The Art of War
By Manlio Dinucci (il manifesto, Italy)
At the Redzikowo base in Poland, work began on the installation of the Aegis Ashore system at a cost of over 180 million dollars. It will be the second US missile base in Europe, after the Deveselu base in Romania, which became operational in 2015. The official function of these bases is to protect US forces in Europe, and NATO's European allies, with the 'shield' of SM-3 interceptor missiles, from the 'current and emerging threats of ballistic missiles from outside the Euro-Atlantic area'.

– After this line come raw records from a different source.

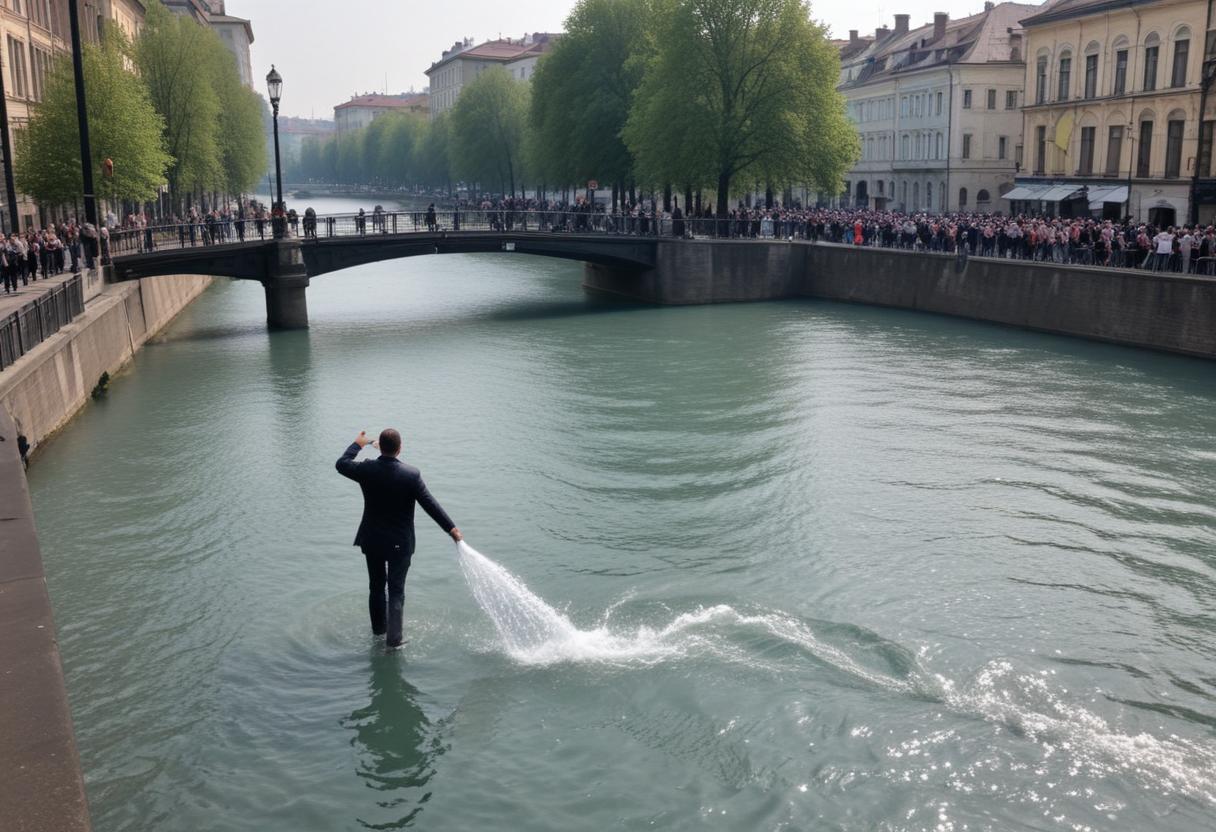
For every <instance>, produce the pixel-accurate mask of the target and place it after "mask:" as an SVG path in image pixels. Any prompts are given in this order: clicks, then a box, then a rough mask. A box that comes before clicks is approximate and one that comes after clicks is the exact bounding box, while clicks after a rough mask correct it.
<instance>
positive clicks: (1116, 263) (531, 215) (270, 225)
mask: <svg viewBox="0 0 1216 832" xmlns="http://www.w3.org/2000/svg"><path fill="white" fill-rule="evenodd" d="M441 204H443V207H441V208H440V209H437V207H435V203H434V202H432V203H430V204H429V206H428V207H427V209H426V210H404V212H389V210H385V209H384V208H383V207H382V206H376V207H375V208H373V209H372V210H371V212H366V210H364V209H360V210H359V213H358V214H355V215H353V217H350V218H334V217H323V218H319V217H317V214H316V212H315V210H314V209H313V208H306V209H305V210H304V213H303V215H299V214H297V212H295V209H291V210H287V212H282V210H278V209H274V210H270V209H268V208H266V206H264V204H259V203H257V202H252V201H250V202H243V203H241V204H238V206H237V207H235V208H212V209H207V208H206V207H204V208H202V209H198V208H191V209H190V212H187V214H186V215H185V217H181V218H179V217H175V215H169V217H165V218H162V219H157V220H153V219H151V218H150V217H147V215H146V214H131V215H129V217H128V218H126V219H125V221H123V223H122V224H120V225H119V224H117V223H111V221H109V220H111V219H113V218H112V215H111V217H109V218H107V223H106V227H102V229H100V230H98V231H95V234H96V235H97V237H98V241H97V243H98V246H100V248H101V254H102V257H103V258H105V257H106V255H107V254H108V251H107V249H108V246H107V237H108V230H109V229H113V230H116V231H122V232H123V241H124V243H123V251H130V249H133V248H135V249H137V251H154V249H156V248H157V246H158V241H159V244H165V243H170V244H171V243H176V244H179V246H182V247H185V246H196V244H214V243H224V242H236V241H241V242H243V241H246V240H248V238H258V240H265V238H268V237H270V236H272V235H274V224H275V223H276V221H281V223H283V225H285V229H286V230H287V232H288V234H289V235H292V236H295V235H298V234H299V232H300V220H302V219H303V231H304V236H305V237H316V236H317V235H319V231H320V234H322V235H325V236H340V235H347V234H351V232H354V234H358V235H366V234H401V232H410V231H438V230H451V231H460V230H471V229H488V230H497V231H516V230H519V231H573V232H608V234H626V235H642V236H675V237H748V238H770V240H809V241H822V242H834V243H845V244H850V246H874V247H884V248H901V249H906V251H925V252H944V253H955V254H966V255H969V257H997V258H1008V259H1024V260H1038V262H1049V263H1060V264H1079V265H1102V266H1118V268H1139V269H1153V270H1172V271H1181V272H1203V274H1214V272H1216V227H1214V226H1200V225H1182V226H1177V227H1173V226H1166V227H1158V226H1154V225H1153V224H1150V223H1139V221H1133V220H1131V219H1124V220H1113V219H1096V218H1091V217H1079V218H1052V217H1038V215H1004V214H990V213H975V212H970V213H968V212H955V213H929V212H919V213H905V212H896V210H876V209H868V208H854V209H845V208H821V207H803V206H800V204H794V206H792V207H783V206H781V204H777V206H773V207H761V206H755V207H748V206H744V204H742V203H741V204H738V206H737V207H736V208H733V209H731V210H730V212H727V213H726V214H724V215H715V213H714V209H713V208H711V207H710V206H700V204H699V203H698V204H697V206H696V207H694V208H693V209H691V210H685V209H682V208H681V206H680V197H679V196H676V197H675V198H674V199H672V202H671V204H670V208H669V209H664V208H663V207H662V204H659V202H658V199H654V198H642V199H636V201H632V202H626V203H623V204H619V206H618V207H615V208H613V207H610V206H603V204H597V203H592V202H590V201H587V199H584V198H581V197H576V198H574V199H573V201H564V199H535V198H522V197H497V198H456V199H446V201H443V202H441ZM319 223H320V229H319ZM47 231H49V234H50V240H49V241H47V240H46V238H45V236H43V237H39V240H38V247H39V251H43V249H47V248H49V249H51V251H52V252H54V249H55V248H56V242H55V241H56V237H58V246H60V247H67V248H71V243H69V242H66V241H67V240H69V238H71V240H77V241H79V240H80V238H83V237H84V235H85V231H84V229H77V227H75V226H74V225H72V224H68V226H67V229H66V230H62V231H57V230H56V229H54V227H52V229H50V230H47ZM47 231H44V232H40V234H41V235H45V234H47ZM68 234H71V237H68ZM26 244H27V247H28V246H29V244H30V241H27V243H26ZM10 248H12V249H13V253H12V254H11V255H10ZM19 248H21V246H19V244H17V243H15V242H13V241H10V243H9V247H6V249H5V252H6V260H10V262H13V263H16V264H17V266H16V269H15V270H12V272H13V274H15V275H16V276H17V277H18V279H19V277H22V276H23V275H24V274H26V270H27V269H26V268H24V266H22V265H21V263H23V262H28V258H26V257H23V255H22V254H21V253H19V251H18V249H19ZM52 262H54V258H52ZM73 262H74V260H73ZM10 271H11V269H10V268H9V266H6V268H5V276H6V281H7V277H9V274H10Z"/></svg>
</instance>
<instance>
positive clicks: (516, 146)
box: [451, 67, 529, 196]
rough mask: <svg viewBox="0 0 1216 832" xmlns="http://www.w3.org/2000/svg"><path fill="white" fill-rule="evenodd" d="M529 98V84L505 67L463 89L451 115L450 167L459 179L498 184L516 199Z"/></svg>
mask: <svg viewBox="0 0 1216 832" xmlns="http://www.w3.org/2000/svg"><path fill="white" fill-rule="evenodd" d="M528 99H529V88H528V85H527V84H519V83H517V81H516V80H514V79H512V78H511V75H510V74H508V73H507V71H506V69H503V68H502V67H492V68H490V69H486V71H485V72H483V73H480V74H479V75H478V77H477V78H475V79H473V81H472V83H469V84H468V85H467V86H465V89H463V90H461V95H460V97H458V99H457V100H456V106H455V107H452V111H451V162H452V172H454V173H455V174H456V175H457V176H458V178H460V179H463V180H465V181H468V182H482V184H483V186H484V185H485V184H489V182H496V184H497V185H499V186H500V191H501V192H503V193H511V195H512V196H514V193H516V184H517V182H522V181H523V176H524V167H523V151H524V131H525V129H527V124H528V106H529V105H528Z"/></svg>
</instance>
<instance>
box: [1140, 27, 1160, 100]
mask: <svg viewBox="0 0 1216 832" xmlns="http://www.w3.org/2000/svg"><path fill="white" fill-rule="evenodd" d="M1150 36H1153V35H1150ZM1160 50H1161V47H1160V46H1156V45H1153V46H1147V47H1145V49H1144V91H1145V92H1152V91H1153V90H1155V89H1156V57H1158V54H1159V52H1160Z"/></svg>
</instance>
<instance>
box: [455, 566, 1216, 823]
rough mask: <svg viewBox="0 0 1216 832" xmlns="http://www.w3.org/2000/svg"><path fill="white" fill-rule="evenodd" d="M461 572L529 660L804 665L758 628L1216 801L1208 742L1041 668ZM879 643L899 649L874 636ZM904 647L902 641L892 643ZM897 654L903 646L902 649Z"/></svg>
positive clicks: (754, 617)
mask: <svg viewBox="0 0 1216 832" xmlns="http://www.w3.org/2000/svg"><path fill="white" fill-rule="evenodd" d="M457 550H458V552H460V564H461V570H462V572H463V573H465V578H466V580H467V581H468V585H469V589H471V590H472V592H473V597H474V598H475V601H477V603H478V606H479V607H480V608H482V609H483V611H484V612H485V614H486V617H489V619H490V622H491V623H492V624H494V628H495V630H496V631H497V634H499V637H500V640H501V643H502V648H503V651H505V652H506V653H507V656H510V657H511V658H512V659H513V660H516V662H518V663H520V664H528V665H548V664H557V663H597V664H619V665H643V667H644V665H652V664H655V663H659V662H665V660H672V659H677V658H681V657H686V656H691V654H709V656H713V657H714V658H716V659H719V660H725V662H731V663H738V664H742V665H745V667H749V668H766V669H769V670H772V671H775V673H798V671H805V670H806V667H805V664H801V665H800V664H799V663H798V662H789V660H787V659H782V660H781V662H778V663H773V664H772V665H770V664H767V663H766V662H764V660H762V659H760V658H759V657H758V656H756V653H755V650H754V647H755V640H756V637H760V639H764V640H772V642H775V643H777V645H783V646H788V647H792V648H794V650H795V651H798V652H800V653H803V654H804V656H805V657H806V658H809V659H810V660H812V662H815V663H816V664H818V665H821V667H823V668H827V669H828V670H831V671H834V673H838V674H840V675H841V676H843V678H844V679H848V680H849V681H850V682H851V684H857V682H861V684H866V685H872V686H873V687H876V688H879V690H884V691H888V692H890V693H895V695H906V696H913V697H917V698H922V699H924V701H928V702H940V703H941V704H944V705H945V707H947V708H948V709H950V710H953V712H955V713H959V714H969V715H972V716H974V718H978V719H983V720H985V721H989V723H993V724H1000V725H1004V726H1007V727H1008V729H1009V730H1012V731H1013V732H1015V733H1018V735H1021V736H1024V737H1025V738H1026V741H1028V742H1031V743H1034V744H1035V746H1037V747H1038V748H1040V749H1041V752H1042V755H1043V760H1045V763H1046V761H1047V760H1051V759H1052V758H1055V759H1058V760H1060V763H1062V764H1063V770H1064V771H1065V772H1066V774H1068V775H1070V776H1076V775H1079V774H1086V775H1088V776H1091V777H1096V778H1102V777H1104V776H1110V775H1116V774H1124V775H1130V776H1132V777H1135V778H1136V780H1138V781H1141V782H1142V783H1143V785H1144V786H1147V787H1149V788H1154V789H1160V791H1162V792H1165V793H1166V794H1186V796H1189V797H1193V798H1199V799H1204V800H1207V802H1211V803H1216V746H1214V744H1212V743H1211V742H1206V741H1203V740H1193V738H1184V737H1180V736H1177V735H1169V736H1166V737H1156V736H1153V735H1149V733H1145V732H1141V733H1135V735H1133V733H1125V732H1122V731H1120V730H1119V729H1118V727H1115V726H1113V725H1111V724H1110V723H1109V721H1108V720H1105V719H1103V718H1100V716H1098V715H1097V714H1094V713H1093V712H1091V710H1088V709H1086V708H1085V707H1082V705H1080V704H1076V703H1073V702H1069V701H1068V699H1065V698H1064V697H1063V696H1062V695H1060V692H1059V691H1058V690H1057V688H1054V687H1053V686H1052V685H1051V684H1049V682H1048V680H1047V679H1045V678H1043V676H1042V675H1035V674H1030V673H1025V671H1018V670H1017V669H1015V668H1014V665H1013V663H1012V662H1009V660H1006V659H998V660H993V662H990V663H989V664H987V665H985V667H984V668H983V669H981V670H980V671H979V673H978V674H976V676H975V678H974V679H972V680H969V681H967V682H964V684H963V685H958V684H956V682H955V681H953V680H951V679H947V678H945V676H942V675H938V674H933V673H930V671H928V670H927V669H924V668H923V667H922V665H921V664H919V662H917V660H916V659H914V658H910V659H907V660H906V662H905V660H900V662H894V663H893V662H888V664H889V667H886V669H885V670H884V669H876V668H873V667H869V664H872V662H868V663H867V662H863V660H862V659H861V658H858V657H857V656H855V653H857V650H856V647H857V645H858V643H861V642H863V641H866V640H867V639H868V640H869V641H872V642H873V641H876V640H877V641H883V640H880V639H879V637H878V636H874V635H873V634H868V636H866V637H858V636H863V635H866V631H863V630H858V631H857V633H856V634H854V635H852V636H851V637H850V639H849V641H850V642H851V643H852V648H851V650H845V648H843V647H837V646H834V645H832V643H828V642H827V641H824V640H823V639H822V637H820V636H817V635H816V634H815V633H814V631H812V629H811V626H810V625H809V624H807V623H806V622H803V620H800V619H796V618H794V617H792V615H788V614H784V613H779V612H762V613H755V614H747V613H742V612H739V611H737V609H734V608H733V607H731V606H728V605H715V606H710V607H700V608H698V609H694V611H692V612H686V613H681V614H679V615H676V617H675V618H674V619H672V620H671V622H670V623H669V624H666V625H664V626H659V628H649V626H637V628H635V629H629V628H624V626H619V628H618V626H609V622H608V618H609V615H610V614H612V613H613V612H614V611H615V609H617V607H618V606H619V603H618V605H613V607H610V608H609V609H608V612H607V613H606V614H604V615H603V618H602V619H601V623H599V625H598V626H596V628H593V629H587V630H582V629H579V628H578V626H575V624H574V623H573V622H572V620H570V619H569V618H568V617H567V615H564V614H563V613H562V612H559V611H558V609H554V608H553V607H552V606H550V605H548V603H546V602H545V601H544V600H542V598H541V597H539V596H537V595H536V594H535V592H533V591H531V590H529V589H528V586H527V585H525V584H524V583H523V581H522V580H520V579H519V578H517V577H516V575H513V574H512V573H511V572H508V570H507V569H505V568H503V567H502V566H500V564H497V563H495V562H494V561H491V560H490V558H488V557H485V556H484V555H482V553H480V552H478V551H477V550H475V549H473V547H472V546H469V545H468V544H465V543H460V544H457ZM882 646H883V647H884V648H885V650H888V651H890V650H895V648H897V646H895V645H891V643H890V642H883V645H882ZM899 650H901V648H899ZM905 652H906V651H905Z"/></svg>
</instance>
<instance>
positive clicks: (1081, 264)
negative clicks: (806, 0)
mask: <svg viewBox="0 0 1216 832" xmlns="http://www.w3.org/2000/svg"><path fill="white" fill-rule="evenodd" d="M283 223H285V225H286V236H287V237H289V238H295V240H303V241H310V240H328V238H336V237H375V236H392V235H409V234H437V232H445V234H446V232H471V231H472V232H477V231H480V232H513V231H522V232H542V234H603V235H614V236H632V237H651V238H654V237H668V238H672V237H676V238H680V237H683V238H710V237H713V238H724V240H760V241H764V240H770V241H794V240H798V241H810V242H828V243H840V244H849V246H852V244H855V238H854V227H852V225H841V224H838V223H824V221H822V220H820V219H814V218H811V219H807V218H796V217H795V218H789V217H778V218H756V217H743V218H731V219H713V218H710V219H705V218H698V217H691V218H680V219H676V218H672V217H670V215H660V217H652V215H647V214H625V213H613V212H598V210H596V212H587V210H575V212H572V210H545V209H539V208H528V209H508V208H489V209H484V208H475V209H467V210H441V212H435V213H434V214H430V213H428V212H426V210H387V212H372V213H364V214H325V215H317V217H306V215H299V217H297V218H295V219H294V220H291V219H287V220H283ZM272 226H274V224H272V221H271V220H270V219H260V220H248V219H247V220H241V219H220V220H214V221H209V223H208V221H195V223H187V224H180V225H158V226H151V227H147V229H128V230H118V231H113V232H111V237H109V241H108V246H107V244H103V246H102V249H103V251H102V255H103V260H105V259H107V257H122V255H124V254H135V253H151V252H157V251H164V249H179V248H191V247H199V246H216V244H226V243H240V242H250V241H261V240H271V238H274V227H272ZM856 244H860V246H865V247H871V248H893V249H905V251H917V252H936V253H945V254H956V253H958V252H959V248H962V249H964V251H966V253H967V255H968V257H981V258H996V259H1015V260H1028V262H1041V263H1058V264H1062V265H1092V266H1099V268H1110V269H1144V270H1152V271H1173V272H1186V274H1203V275H1209V274H1212V271H1214V266H1212V263H1211V259H1210V258H1204V259H1203V260H1201V259H1200V258H1198V257H1194V258H1190V259H1189V262H1187V263H1186V264H1183V262H1182V259H1181V257H1180V255H1177V254H1175V255H1172V257H1171V258H1167V259H1166V262H1165V263H1164V264H1162V263H1161V260H1160V259H1159V258H1156V257H1155V255H1149V254H1148V252H1144V251H1142V249H1139V248H1119V247H1115V248H1114V249H1109V251H1108V249H1102V251H1098V249H1096V247H1094V246H1081V244H1076V243H1071V242H1069V243H1058V244H1057V243H1035V244H1028V243H1026V242H1025V240H1023V238H1008V237H1007V238H1003V240H1002V238H996V237H981V238H980V241H979V242H978V244H976V246H974V247H972V246H970V244H969V243H968V242H967V241H957V240H950V238H942V237H928V238H927V237H924V236H922V234H921V232H919V230H918V231H917V232H912V234H908V232H905V231H902V230H901V229H899V227H890V226H889V227H884V229H879V230H876V229H873V227H871V229H869V230H868V231H867V234H866V235H865V238H863V241H862V242H861V243H856ZM1183 265H1186V268H1183Z"/></svg>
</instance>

In addition to the two land installations, there are four ships equipped with the same Aegis system, they are deployed by the U.S. Navy at the Spanish base of Rota, and cross the Mediterranean, the Black and Baltic Seas. The US Navy has about 120 destroyers and cruisers armed with this missile system.
Both ships and Aegis land installations are equipped with Lockheed Martin Mk 41 vertical launchers: vertical tubes (in the body of the ship or in an underground bunker) from which the missiles are launched. Lockheed Martin, illustrating its technical characteristics, documents that the vertical launcher can launch missiles for all missions: anti-missile, anti-aircraft, anti-ship, anti-submarine, and attack against land targets. Each launch tube is adaptable to any missile, including 'those for long-range attack', and the Tomahawk cruise missile. It can also be armed with a nuclear warhead.
It is therefore impossible to know which kind of missiles are actually in the vertical launchers of the Aegis Ashore base in Romania and which missiles will be installed in the Polish base. Nor which missiles are on board the ships crossing at the limits of Russian territorial waters. Unable to check, Moscow might assume there are also nuclear attack missiles. The same scenario in East Asia, where the Seventh Fleet Aegis warships cross in the South China Sea. The main US allies in the region - Japan, South Korea, Australia - also have ships equipped with the US Aegis system.
This is not the only missile system the US is deploying in Europe and Asia. General McConville, chief of staff of the United States Army, in his speech to the George Washington School of Media and Public Affairs stated last March that the US Army is preparing a "task force" equipped with 'long-range precision fire capability that can go anywhere, consisting of hypersonic missiles, medium-range missiles, precision strike missiles' and that 'these systems are capable of penetrating anti-aircraft barrage space'. The general pointed out that 'we plan to deploy one of these task forces in Europe and probably two in the Pacific'.
In such a situation, it is not surprising that Russia is accelerating the deployment of new intercontinental missiles with nuclear warheads that, after ballistic trajectory, glide for thousands of kilometers at hypersonic speed. Nor is it surprising to hear the news, published by the Washington Post, that China is building over one hundred new silos for intercontinental ballistic missiles with nuclear warheads. The arms race takes place not so much on a quantitative level (number and power of nuclear warheads) as on a qualitative one (speed, penetrating capacity, and geographical location of nuclear carriers).
The response in case of attack or presumed attack is increasingly entrusted to artificial intelligence, which must decide the launch of nuclear missiles in a few seconds. It increases the possibility of nuclear war by mistake, this chance was risked several times during the Cold War.
The Treaty on the Prohibition of Nuclear Weapons was adopted by the United Nations in 2017 and entered into force in 2021, so far 86 States signed it, and 54 countries ratified it. None of the 30 NATO countries and the 27 EU States (except Austria) ratified it. In Europe, only Austria, Ireland, Malta, San Marino and the Holy See have joined. None of the nine nuclear countries - the United States, Russia, France, Great Britain, Israel, China, Pakistan, India, North Korea - ratified or even signed it.